DairyNZ strategy and investment leader, Mark Paine, said a discussion stemmed from a workshop involving people from different sectors of the industry, which focussed on improving the reputation and experience of working in dairying. Getting away from the traditional moving day was one of the issues explored.
“When we dug into it, there was agreement that it is incredibly disruptive for rural communities and schools,” Mr Paine said.
“Secondly, it has a fairly negative impact in terms of stock movement for locals.”
Mr Paine also questioned whether the emphasis on change every June 1 causes unnecessary uncertainty in farming relationships.
“It’s about trying to get the balance right between progression, which is a good thing, and continuity in the industry in terms of making sure that people stay long enough to really stick with the farm system, understand the particular farm they are on and have it really humming, which is really a three-year-plus experience.
“When really effective employment relationships are operating you don’t want to have the expectation of moving day bringing that to an end.

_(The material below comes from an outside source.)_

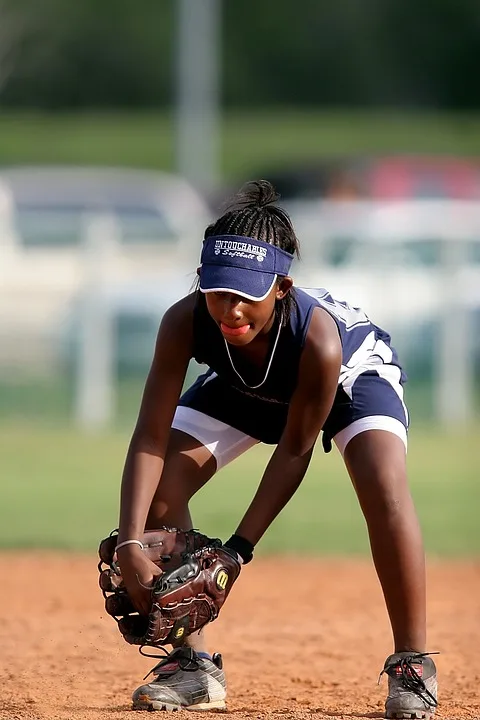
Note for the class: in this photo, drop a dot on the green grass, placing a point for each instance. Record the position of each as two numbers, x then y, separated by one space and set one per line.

“If things are going great then focus on the things that will make it go better. Don’t stop the whole thing because there is this kind of industry expectation that it’s moving day, it’s time to move.”
Mr Paine said farmers would never get away from the physical reality of having to move stock and equipment on the day itself, but he suggests phasing a family’s move to better suit children and the communities they move into.
He suggested more could be made of the weeks before the new season once cows have been dried off.